PS: I also agree with the sentiment about quanta magazine. It’s hard to get some actual information from their articles if you know the topic.

JohnKemeny•8mo ago
What about this statement:

No matter how large a car is, it is easy to figure out how much money you'll need to buy it. Simply look at the price tag.
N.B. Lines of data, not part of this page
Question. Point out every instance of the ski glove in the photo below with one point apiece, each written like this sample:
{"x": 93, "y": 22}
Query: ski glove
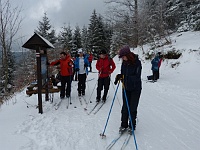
{"x": 117, "y": 78}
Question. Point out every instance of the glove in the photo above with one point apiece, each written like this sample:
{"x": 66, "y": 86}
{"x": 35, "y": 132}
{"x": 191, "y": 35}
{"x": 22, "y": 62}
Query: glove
{"x": 117, "y": 78}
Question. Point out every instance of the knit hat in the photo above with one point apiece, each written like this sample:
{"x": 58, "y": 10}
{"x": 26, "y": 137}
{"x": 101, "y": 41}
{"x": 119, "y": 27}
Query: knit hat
{"x": 124, "y": 51}
{"x": 80, "y": 50}
{"x": 102, "y": 52}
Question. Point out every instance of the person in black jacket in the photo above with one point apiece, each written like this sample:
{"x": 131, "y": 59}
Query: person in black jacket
{"x": 131, "y": 79}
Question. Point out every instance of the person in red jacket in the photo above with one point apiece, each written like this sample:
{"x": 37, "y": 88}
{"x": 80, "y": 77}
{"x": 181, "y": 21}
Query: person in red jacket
{"x": 66, "y": 72}
{"x": 105, "y": 66}
{"x": 90, "y": 58}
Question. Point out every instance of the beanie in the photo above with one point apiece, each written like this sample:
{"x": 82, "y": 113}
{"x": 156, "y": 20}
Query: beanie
{"x": 124, "y": 51}
{"x": 80, "y": 50}
{"x": 102, "y": 52}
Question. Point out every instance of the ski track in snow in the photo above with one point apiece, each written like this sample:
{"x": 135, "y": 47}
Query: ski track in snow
{"x": 168, "y": 117}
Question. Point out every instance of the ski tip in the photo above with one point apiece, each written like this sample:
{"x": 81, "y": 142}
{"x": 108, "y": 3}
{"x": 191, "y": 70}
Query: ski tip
{"x": 102, "y": 135}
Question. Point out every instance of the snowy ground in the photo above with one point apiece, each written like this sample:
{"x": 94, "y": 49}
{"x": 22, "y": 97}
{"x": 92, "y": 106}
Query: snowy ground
{"x": 168, "y": 113}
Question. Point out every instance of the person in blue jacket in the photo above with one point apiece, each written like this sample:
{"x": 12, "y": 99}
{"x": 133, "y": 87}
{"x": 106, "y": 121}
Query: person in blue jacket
{"x": 131, "y": 78}
{"x": 81, "y": 66}
{"x": 155, "y": 67}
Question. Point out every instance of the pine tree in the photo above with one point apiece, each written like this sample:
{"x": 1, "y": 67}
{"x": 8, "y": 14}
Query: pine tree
{"x": 45, "y": 31}
{"x": 65, "y": 38}
{"x": 98, "y": 39}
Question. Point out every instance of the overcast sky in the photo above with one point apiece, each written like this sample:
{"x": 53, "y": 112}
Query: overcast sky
{"x": 73, "y": 12}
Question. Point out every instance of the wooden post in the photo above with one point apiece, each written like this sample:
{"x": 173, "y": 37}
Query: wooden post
{"x": 39, "y": 80}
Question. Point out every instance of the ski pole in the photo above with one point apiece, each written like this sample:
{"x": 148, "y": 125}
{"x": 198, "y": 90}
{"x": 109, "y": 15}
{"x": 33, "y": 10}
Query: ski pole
{"x": 90, "y": 97}
{"x": 136, "y": 147}
{"x": 117, "y": 96}
{"x": 102, "y": 134}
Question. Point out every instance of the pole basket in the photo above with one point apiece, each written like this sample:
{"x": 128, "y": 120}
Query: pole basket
{"x": 102, "y": 135}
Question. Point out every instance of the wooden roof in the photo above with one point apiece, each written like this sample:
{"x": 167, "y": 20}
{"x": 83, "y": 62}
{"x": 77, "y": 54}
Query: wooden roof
{"x": 37, "y": 42}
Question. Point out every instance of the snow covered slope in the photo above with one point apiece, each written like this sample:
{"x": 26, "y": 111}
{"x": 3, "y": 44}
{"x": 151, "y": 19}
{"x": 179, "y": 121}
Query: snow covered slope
{"x": 168, "y": 113}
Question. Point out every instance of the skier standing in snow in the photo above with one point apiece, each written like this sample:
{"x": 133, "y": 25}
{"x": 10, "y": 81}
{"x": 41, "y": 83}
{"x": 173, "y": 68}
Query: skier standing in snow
{"x": 66, "y": 71}
{"x": 131, "y": 78}
{"x": 81, "y": 64}
{"x": 155, "y": 67}
{"x": 105, "y": 66}
{"x": 159, "y": 64}
{"x": 90, "y": 58}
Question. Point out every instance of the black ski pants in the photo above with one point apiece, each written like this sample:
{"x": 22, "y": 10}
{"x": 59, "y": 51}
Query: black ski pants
{"x": 103, "y": 83}
{"x": 65, "y": 90}
{"x": 81, "y": 83}
{"x": 133, "y": 101}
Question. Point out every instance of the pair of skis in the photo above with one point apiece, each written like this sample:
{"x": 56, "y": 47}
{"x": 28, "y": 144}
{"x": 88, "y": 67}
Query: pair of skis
{"x": 94, "y": 110}
{"x": 57, "y": 105}
{"x": 114, "y": 141}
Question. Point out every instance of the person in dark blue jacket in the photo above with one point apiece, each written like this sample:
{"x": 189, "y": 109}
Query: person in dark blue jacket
{"x": 131, "y": 78}
{"x": 155, "y": 68}
{"x": 81, "y": 66}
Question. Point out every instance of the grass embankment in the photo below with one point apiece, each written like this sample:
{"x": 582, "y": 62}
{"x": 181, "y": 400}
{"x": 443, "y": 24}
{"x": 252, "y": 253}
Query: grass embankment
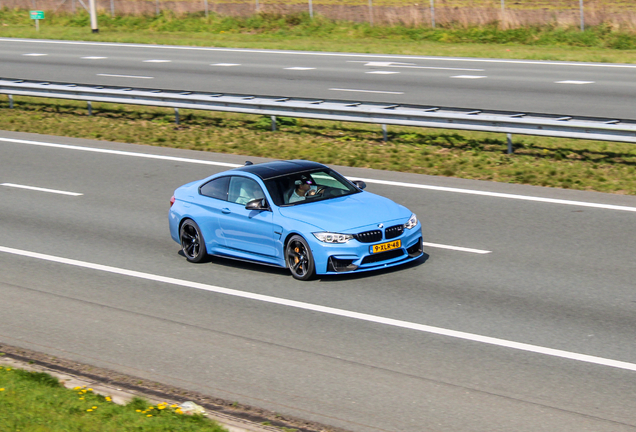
{"x": 297, "y": 31}
{"x": 576, "y": 164}
{"x": 36, "y": 401}
{"x": 586, "y": 165}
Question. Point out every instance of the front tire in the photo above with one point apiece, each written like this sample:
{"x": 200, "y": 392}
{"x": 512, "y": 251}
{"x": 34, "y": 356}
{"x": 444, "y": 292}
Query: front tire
{"x": 192, "y": 243}
{"x": 299, "y": 258}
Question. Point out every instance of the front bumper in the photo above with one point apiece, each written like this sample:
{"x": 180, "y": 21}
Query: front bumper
{"x": 356, "y": 256}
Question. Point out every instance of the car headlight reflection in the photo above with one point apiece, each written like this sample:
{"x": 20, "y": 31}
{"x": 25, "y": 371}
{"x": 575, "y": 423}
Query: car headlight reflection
{"x": 412, "y": 222}
{"x": 328, "y": 237}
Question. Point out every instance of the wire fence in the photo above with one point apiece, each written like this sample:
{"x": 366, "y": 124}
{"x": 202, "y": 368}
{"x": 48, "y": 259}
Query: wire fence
{"x": 507, "y": 13}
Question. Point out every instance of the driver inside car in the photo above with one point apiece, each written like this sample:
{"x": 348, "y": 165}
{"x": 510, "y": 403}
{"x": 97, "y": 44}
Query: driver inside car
{"x": 303, "y": 187}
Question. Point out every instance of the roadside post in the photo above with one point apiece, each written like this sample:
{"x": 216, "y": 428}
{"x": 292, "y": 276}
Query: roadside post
{"x": 37, "y": 16}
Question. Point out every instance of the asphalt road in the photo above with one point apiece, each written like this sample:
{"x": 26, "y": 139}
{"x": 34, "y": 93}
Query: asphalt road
{"x": 558, "y": 275}
{"x": 582, "y": 89}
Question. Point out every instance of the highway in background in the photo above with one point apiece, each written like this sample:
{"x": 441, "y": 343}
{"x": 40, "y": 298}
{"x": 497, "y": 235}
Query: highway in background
{"x": 582, "y": 89}
{"x": 557, "y": 276}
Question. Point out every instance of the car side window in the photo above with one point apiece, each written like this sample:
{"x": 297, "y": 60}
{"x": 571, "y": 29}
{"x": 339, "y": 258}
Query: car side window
{"x": 243, "y": 190}
{"x": 216, "y": 188}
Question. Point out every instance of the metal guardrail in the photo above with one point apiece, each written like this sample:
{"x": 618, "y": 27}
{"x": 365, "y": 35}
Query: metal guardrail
{"x": 602, "y": 129}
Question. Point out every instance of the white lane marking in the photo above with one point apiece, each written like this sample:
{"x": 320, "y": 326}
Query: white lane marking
{"x": 468, "y": 76}
{"x": 366, "y": 91}
{"x": 574, "y": 82}
{"x": 13, "y": 185}
{"x": 500, "y": 195}
{"x": 320, "y": 54}
{"x": 456, "y": 248}
{"x": 331, "y": 311}
{"x": 410, "y": 66}
{"x": 376, "y": 181}
{"x": 120, "y": 153}
{"x": 382, "y": 64}
{"x": 125, "y": 76}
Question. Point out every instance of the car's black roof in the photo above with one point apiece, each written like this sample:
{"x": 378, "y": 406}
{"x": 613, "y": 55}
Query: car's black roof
{"x": 270, "y": 170}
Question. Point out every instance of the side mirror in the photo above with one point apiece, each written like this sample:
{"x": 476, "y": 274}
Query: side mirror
{"x": 360, "y": 184}
{"x": 257, "y": 204}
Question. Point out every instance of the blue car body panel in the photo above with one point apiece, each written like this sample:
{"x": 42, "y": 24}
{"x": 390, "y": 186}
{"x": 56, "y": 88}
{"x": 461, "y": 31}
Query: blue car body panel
{"x": 230, "y": 229}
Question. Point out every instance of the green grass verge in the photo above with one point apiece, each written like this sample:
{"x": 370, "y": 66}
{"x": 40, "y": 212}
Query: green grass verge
{"x": 586, "y": 165}
{"x": 36, "y": 401}
{"x": 575, "y": 164}
{"x": 598, "y": 44}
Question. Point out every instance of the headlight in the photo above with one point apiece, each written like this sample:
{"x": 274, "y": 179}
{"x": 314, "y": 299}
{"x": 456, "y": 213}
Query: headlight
{"x": 333, "y": 237}
{"x": 412, "y": 222}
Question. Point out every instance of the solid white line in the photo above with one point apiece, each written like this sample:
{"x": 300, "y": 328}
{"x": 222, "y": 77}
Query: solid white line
{"x": 331, "y": 311}
{"x": 574, "y": 82}
{"x": 384, "y": 182}
{"x": 409, "y": 66}
{"x": 40, "y": 189}
{"x": 469, "y": 76}
{"x": 456, "y": 248}
{"x": 321, "y": 54}
{"x": 125, "y": 76}
{"x": 120, "y": 153}
{"x": 500, "y": 195}
{"x": 366, "y": 91}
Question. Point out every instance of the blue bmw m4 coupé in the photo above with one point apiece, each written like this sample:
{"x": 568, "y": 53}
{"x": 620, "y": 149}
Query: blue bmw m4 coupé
{"x": 293, "y": 214}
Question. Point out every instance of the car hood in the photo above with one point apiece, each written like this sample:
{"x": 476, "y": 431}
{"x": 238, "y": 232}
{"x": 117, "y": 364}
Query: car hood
{"x": 347, "y": 213}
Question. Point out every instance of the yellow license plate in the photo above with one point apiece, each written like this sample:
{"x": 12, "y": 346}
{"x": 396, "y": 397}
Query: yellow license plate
{"x": 383, "y": 247}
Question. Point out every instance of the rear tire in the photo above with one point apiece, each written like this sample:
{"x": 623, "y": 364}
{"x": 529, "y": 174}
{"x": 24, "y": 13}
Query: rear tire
{"x": 192, "y": 243}
{"x": 300, "y": 259}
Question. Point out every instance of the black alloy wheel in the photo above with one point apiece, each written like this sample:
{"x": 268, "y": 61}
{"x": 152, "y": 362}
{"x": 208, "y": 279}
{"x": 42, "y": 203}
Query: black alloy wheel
{"x": 192, "y": 243}
{"x": 299, "y": 258}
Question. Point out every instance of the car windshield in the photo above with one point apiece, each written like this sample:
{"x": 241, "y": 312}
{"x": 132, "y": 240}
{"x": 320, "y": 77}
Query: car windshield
{"x": 308, "y": 186}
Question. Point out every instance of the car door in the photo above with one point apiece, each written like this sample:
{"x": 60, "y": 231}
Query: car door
{"x": 212, "y": 198}
{"x": 248, "y": 231}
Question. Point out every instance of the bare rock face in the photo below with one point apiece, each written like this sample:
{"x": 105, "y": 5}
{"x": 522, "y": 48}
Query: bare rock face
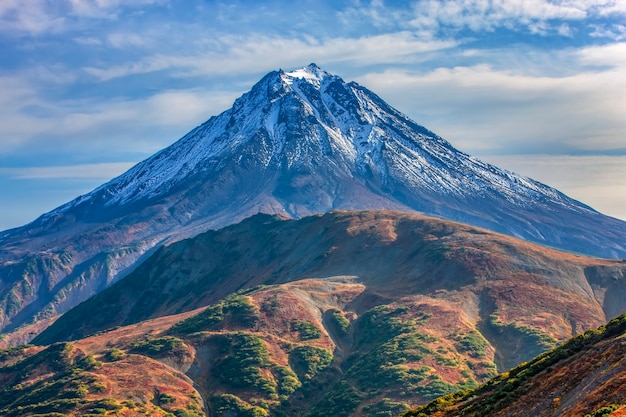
{"x": 362, "y": 314}
{"x": 299, "y": 143}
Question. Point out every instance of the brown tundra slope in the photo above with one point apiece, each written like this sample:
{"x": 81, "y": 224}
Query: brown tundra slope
{"x": 585, "y": 376}
{"x": 346, "y": 314}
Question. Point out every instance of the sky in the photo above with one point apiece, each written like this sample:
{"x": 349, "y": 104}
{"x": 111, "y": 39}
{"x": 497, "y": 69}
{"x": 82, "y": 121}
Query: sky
{"x": 88, "y": 88}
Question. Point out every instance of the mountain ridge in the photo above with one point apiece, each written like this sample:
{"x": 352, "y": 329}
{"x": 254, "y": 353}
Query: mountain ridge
{"x": 299, "y": 143}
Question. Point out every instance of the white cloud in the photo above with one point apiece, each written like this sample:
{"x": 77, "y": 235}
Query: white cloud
{"x": 101, "y": 171}
{"x": 142, "y": 125}
{"x": 254, "y": 53}
{"x": 430, "y": 16}
{"x": 37, "y": 17}
{"x": 482, "y": 110}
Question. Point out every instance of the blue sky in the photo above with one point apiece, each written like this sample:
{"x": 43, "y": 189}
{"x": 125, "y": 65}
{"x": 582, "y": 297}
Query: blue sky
{"x": 90, "y": 87}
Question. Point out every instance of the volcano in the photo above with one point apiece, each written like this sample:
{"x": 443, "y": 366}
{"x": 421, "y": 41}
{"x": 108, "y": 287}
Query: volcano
{"x": 298, "y": 143}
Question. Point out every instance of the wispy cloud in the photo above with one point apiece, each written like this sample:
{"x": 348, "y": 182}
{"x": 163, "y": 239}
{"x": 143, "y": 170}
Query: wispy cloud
{"x": 101, "y": 171}
{"x": 243, "y": 54}
{"x": 483, "y": 110}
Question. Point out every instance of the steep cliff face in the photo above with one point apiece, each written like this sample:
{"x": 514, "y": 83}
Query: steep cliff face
{"x": 299, "y": 143}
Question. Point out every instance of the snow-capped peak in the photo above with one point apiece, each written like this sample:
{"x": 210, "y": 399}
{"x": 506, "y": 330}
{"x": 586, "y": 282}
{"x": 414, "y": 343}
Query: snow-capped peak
{"x": 311, "y": 73}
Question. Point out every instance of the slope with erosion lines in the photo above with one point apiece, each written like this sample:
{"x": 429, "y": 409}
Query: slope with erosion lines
{"x": 520, "y": 297}
{"x": 584, "y": 376}
{"x": 311, "y": 347}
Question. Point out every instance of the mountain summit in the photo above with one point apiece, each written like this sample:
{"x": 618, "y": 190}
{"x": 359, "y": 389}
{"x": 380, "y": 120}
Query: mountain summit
{"x": 300, "y": 142}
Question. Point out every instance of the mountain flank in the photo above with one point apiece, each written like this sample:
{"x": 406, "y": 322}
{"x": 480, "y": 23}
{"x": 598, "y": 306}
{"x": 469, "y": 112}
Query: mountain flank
{"x": 348, "y": 313}
{"x": 298, "y": 143}
{"x": 585, "y": 376}
{"x": 393, "y": 254}
{"x": 301, "y": 349}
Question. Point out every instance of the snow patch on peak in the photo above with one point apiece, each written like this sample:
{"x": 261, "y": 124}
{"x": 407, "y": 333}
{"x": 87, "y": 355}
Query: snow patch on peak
{"x": 311, "y": 73}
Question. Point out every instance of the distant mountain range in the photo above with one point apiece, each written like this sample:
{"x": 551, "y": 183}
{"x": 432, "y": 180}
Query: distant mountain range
{"x": 349, "y": 314}
{"x": 299, "y": 143}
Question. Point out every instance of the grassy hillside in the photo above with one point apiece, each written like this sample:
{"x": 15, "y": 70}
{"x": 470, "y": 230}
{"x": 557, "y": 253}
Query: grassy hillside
{"x": 586, "y": 376}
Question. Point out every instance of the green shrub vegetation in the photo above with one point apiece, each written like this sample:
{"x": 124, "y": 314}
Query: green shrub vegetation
{"x": 242, "y": 357}
{"x": 472, "y": 343}
{"x": 306, "y": 330}
{"x": 339, "y": 401}
{"x": 157, "y": 347}
{"x": 385, "y": 408}
{"x": 114, "y": 354}
{"x": 230, "y": 405}
{"x": 532, "y": 337}
{"x": 309, "y": 361}
{"x": 233, "y": 312}
{"x": 605, "y": 411}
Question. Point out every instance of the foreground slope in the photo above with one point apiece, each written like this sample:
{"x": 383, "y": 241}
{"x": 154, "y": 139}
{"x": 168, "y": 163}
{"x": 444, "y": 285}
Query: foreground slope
{"x": 585, "y": 376}
{"x": 298, "y": 143}
{"x": 506, "y": 288}
{"x": 309, "y": 348}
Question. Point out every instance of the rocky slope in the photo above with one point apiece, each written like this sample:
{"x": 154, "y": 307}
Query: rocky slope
{"x": 298, "y": 143}
{"x": 348, "y": 313}
{"x": 312, "y": 347}
{"x": 584, "y": 377}
{"x": 393, "y": 254}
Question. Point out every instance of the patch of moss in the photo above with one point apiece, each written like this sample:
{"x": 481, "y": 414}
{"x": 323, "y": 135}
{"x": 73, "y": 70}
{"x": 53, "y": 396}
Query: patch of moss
{"x": 341, "y": 323}
{"x": 309, "y": 361}
{"x": 157, "y": 347}
{"x": 242, "y": 358}
{"x": 233, "y": 312}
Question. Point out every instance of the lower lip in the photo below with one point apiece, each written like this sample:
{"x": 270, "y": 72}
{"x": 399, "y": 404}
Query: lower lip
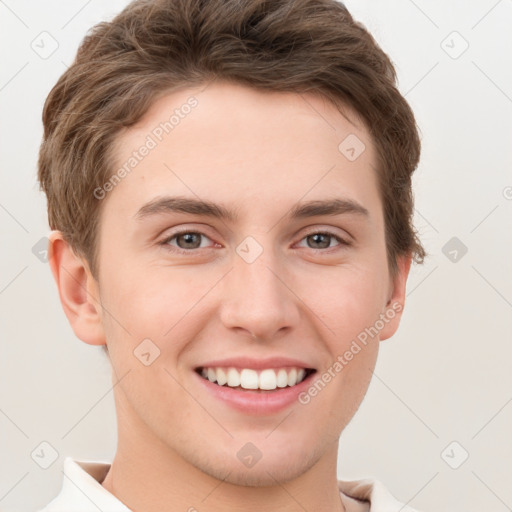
{"x": 255, "y": 401}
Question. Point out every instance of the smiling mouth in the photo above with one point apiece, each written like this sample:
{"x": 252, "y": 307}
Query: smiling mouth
{"x": 270, "y": 379}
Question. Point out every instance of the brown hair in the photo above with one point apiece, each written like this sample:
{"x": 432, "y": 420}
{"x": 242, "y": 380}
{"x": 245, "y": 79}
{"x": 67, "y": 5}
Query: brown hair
{"x": 154, "y": 46}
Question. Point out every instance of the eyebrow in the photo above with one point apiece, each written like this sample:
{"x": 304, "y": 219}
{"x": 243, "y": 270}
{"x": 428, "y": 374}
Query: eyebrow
{"x": 179, "y": 204}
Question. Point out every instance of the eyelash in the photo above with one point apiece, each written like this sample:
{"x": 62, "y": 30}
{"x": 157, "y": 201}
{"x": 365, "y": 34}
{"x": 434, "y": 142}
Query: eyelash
{"x": 178, "y": 250}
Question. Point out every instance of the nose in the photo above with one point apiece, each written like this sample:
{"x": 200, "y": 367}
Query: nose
{"x": 257, "y": 298}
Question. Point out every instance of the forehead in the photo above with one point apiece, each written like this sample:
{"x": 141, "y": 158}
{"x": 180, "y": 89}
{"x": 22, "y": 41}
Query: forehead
{"x": 229, "y": 143}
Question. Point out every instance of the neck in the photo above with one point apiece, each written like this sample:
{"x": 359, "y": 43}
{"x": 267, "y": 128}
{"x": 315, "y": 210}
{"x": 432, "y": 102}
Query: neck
{"x": 149, "y": 476}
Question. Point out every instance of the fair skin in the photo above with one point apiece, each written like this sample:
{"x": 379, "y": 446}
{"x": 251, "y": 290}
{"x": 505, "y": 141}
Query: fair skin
{"x": 260, "y": 154}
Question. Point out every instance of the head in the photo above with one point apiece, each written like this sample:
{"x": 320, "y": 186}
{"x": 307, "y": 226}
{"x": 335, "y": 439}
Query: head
{"x": 257, "y": 107}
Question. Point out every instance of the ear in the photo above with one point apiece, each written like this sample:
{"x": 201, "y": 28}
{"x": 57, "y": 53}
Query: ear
{"x": 392, "y": 312}
{"x": 78, "y": 290}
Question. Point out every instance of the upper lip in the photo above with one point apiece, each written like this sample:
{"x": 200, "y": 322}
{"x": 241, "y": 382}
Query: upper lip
{"x": 256, "y": 364}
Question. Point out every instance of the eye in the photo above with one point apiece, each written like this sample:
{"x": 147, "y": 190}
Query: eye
{"x": 322, "y": 239}
{"x": 186, "y": 241}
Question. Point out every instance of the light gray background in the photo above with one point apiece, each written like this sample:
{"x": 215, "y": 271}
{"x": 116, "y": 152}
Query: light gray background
{"x": 445, "y": 376}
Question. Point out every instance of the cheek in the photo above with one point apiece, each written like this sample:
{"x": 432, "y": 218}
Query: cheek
{"x": 347, "y": 301}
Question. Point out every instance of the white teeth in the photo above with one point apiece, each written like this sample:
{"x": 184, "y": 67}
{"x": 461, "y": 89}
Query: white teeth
{"x": 282, "y": 378}
{"x": 249, "y": 379}
{"x": 292, "y": 377}
{"x": 233, "y": 378}
{"x": 267, "y": 379}
{"x": 222, "y": 378}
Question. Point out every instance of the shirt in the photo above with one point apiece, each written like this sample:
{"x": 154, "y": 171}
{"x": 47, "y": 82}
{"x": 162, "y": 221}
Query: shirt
{"x": 82, "y": 492}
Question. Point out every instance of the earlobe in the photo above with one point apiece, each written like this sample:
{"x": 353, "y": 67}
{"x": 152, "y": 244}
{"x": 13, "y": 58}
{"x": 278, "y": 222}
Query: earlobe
{"x": 78, "y": 290}
{"x": 393, "y": 310}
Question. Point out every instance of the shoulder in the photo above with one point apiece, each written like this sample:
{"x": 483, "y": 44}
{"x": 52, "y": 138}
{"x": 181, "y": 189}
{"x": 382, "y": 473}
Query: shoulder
{"x": 370, "y": 495}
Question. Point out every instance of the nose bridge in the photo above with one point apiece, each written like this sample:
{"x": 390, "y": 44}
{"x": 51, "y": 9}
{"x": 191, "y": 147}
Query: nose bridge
{"x": 256, "y": 297}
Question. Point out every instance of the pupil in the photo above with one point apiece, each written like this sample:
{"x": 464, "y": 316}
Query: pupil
{"x": 315, "y": 236}
{"x": 189, "y": 237}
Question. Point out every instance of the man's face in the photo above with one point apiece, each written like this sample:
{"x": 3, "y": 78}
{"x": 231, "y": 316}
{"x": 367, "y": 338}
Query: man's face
{"x": 264, "y": 284}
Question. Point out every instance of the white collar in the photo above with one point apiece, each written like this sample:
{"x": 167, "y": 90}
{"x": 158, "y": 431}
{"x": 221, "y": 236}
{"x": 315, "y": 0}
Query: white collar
{"x": 82, "y": 492}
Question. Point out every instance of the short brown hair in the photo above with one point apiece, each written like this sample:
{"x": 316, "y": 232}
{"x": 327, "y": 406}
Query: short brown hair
{"x": 154, "y": 46}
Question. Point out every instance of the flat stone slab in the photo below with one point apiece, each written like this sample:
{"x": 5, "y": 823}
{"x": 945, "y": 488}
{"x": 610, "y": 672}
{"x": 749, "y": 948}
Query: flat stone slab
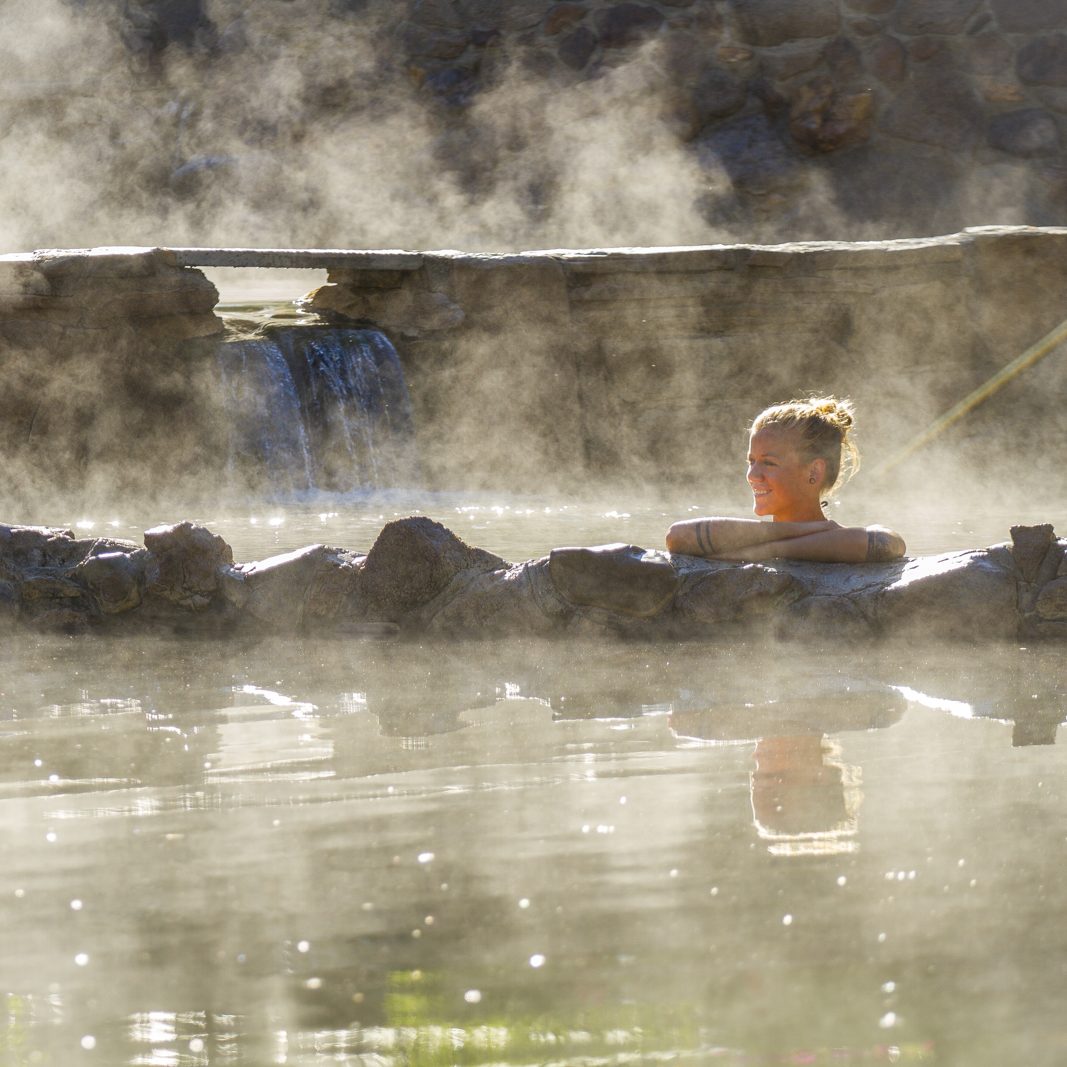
{"x": 419, "y": 578}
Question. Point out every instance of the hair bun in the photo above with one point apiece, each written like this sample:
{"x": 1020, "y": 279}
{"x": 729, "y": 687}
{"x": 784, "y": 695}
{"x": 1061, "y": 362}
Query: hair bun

(From: No matter how large a graph is, it’s easy to figure out how many colors you’ll need to color it. Simply look for the maximum ...)

mauricioc•8mo ago
Parent's point is that sometimes (but not always) the store is perfectly fine selling you a car for $1 less than what the "price tag" of Delta(G)+1 dollars asks for, so "need" is a bit inaccurate.
phkahler•8mo ago
Is this going to lead to faster compile times? Faster register allocation...
john-h-k•8mo ago
Very few compilers actually use vertex coloring for register allocation
isaacimagine•8mo ago
Totally. The hard part isn't coloring (you can use simple heuristics to get a decent register assignment), rather, it's figuring out which registers to spill (don't spill registers in hot loops! and a million other things!).
NooneAtAll3•8mo ago
and this post isn't even about vertex coloring
DannyBee•8mo ago
No.

In SSA, the graphs are chordal, so were already easily colorable (relatively).

Outside of SSA, this is not true, but the coloring is still not the hard part, it's the easy part.